RemoteFull Time
Data Infrastructure Engineer (Big Data)
Backend Engineer -Data
Key Responsibilities
- Big Data Processing: Implement and manage big data processing systems. Experience or strong interest in big data implementation is required.
- Data Pipeline Implementation: Develop and maintain robust data processing pipelines. Candidates should have experience or a strong interest in data pipeline architectures.
- Batch vs. Real-Time Processing: Clearly articulate the differences in implementation strategies between batch processing and real-time APIs.
- Streaming Data Responsibilities: Explain the separation of responsibilities between producers and consumers in streaming data processes.
- Database Management: Build and operate databases storing over 10 GiB of data, ensuring efficiency and scalability.
- Data Platform Operations: Operate platforms such as Amazon Redshift, Google BigQuery, Snowflake, and Databricks. Experience in managing these or similar platforms is highly desirable.
Qualifications and Skills
- Experience with Big Data: Proven track record in handling large-scale data projects, with specific skills in time-series databases, streaming data processing, and multi-tiered database architectures.
- Data Warehousing and Data Lakes: Hands-on experience with data warehouse and data lake technologies, including understanding of Lambda architecture.
- Technical Proficiency: Strong technical skills in relevant big data technologies and frameworks.
- Problem Solving: Excellent analytical and problem-solving skills, capable of managing complex data challenges.
- Communication: Effective communication skills, able to document and explain data processes clearly to both technical and non-technical stakeholders.
Nice to Have
- Cloud Experience:
- Experience with cloud platforms such as AWS, Google Cloud Platform (GCP), or Microsoft Azure.

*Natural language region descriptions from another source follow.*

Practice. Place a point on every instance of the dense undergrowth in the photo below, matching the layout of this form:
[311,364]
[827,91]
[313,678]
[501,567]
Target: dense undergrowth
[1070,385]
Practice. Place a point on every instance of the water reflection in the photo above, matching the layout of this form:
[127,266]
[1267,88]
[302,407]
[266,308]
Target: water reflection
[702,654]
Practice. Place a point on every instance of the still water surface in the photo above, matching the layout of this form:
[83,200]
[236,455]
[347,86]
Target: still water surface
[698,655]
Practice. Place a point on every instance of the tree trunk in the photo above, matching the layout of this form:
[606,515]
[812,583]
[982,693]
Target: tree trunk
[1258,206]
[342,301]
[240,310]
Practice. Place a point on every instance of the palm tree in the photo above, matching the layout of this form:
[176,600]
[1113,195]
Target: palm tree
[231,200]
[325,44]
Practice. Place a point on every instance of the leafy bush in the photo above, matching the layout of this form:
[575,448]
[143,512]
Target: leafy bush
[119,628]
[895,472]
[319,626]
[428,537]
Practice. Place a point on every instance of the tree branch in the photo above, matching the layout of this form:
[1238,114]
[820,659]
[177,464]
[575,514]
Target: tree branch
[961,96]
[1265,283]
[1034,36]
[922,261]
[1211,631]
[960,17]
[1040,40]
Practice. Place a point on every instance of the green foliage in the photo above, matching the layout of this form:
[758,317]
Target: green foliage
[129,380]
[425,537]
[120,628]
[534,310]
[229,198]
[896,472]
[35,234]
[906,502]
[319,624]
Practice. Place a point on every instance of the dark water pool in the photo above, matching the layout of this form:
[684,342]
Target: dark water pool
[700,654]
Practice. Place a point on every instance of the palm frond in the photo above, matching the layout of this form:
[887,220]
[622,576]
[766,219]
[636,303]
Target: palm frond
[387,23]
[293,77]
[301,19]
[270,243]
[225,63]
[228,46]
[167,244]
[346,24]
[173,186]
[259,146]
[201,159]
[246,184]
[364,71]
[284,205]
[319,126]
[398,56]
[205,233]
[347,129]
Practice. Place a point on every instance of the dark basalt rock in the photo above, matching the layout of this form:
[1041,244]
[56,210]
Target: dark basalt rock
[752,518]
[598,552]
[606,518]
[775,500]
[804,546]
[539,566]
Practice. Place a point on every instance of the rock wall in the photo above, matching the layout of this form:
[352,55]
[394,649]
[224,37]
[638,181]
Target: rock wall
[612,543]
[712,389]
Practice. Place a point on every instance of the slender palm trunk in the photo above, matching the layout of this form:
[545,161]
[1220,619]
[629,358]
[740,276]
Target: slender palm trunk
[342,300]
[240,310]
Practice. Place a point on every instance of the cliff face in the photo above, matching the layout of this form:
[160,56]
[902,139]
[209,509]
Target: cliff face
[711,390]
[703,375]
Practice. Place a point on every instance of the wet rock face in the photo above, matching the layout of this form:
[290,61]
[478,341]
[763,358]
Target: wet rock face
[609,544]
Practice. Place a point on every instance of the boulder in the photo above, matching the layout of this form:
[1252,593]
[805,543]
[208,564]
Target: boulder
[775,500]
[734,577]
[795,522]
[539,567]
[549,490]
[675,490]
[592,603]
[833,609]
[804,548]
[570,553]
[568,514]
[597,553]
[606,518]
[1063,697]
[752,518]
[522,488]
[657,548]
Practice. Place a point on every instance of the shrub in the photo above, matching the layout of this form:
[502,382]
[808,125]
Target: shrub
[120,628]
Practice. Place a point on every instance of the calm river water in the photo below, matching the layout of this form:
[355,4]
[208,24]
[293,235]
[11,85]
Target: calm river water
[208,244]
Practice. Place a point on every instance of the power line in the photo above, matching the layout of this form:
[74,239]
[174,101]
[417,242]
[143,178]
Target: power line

- Knowledge of cloud-based data storage solutions (e.g., S3, Google Cloud Storage, Azure Blob Storage).
- Familiarity with cloud-based data processing services (e.g., AWS Lambda, Google Cloud Dataflow, Azure Data Factory).
- Experience with cloud infrastructure automation and management tools (e.g., Terraform, CloudFormation, Ansible).
- Machine Learning Integration: Understanding of integrating machine learning models into data pipelines.
- DevOps Practices: Experience with DevOps practices and tools for continuous integration and deployment (CI/CD).
- Data Security: Knowledge of data security best practices and compliance standards in cloud environments.
- Visualization Tools: Experience with data visualization tools and platforms (e.g., Tableau, Power BI, Looker).
- Programming Languages: Proficiency in additional programming languages relevant to data processing and backend development (e.g., Scala, Go, Rust).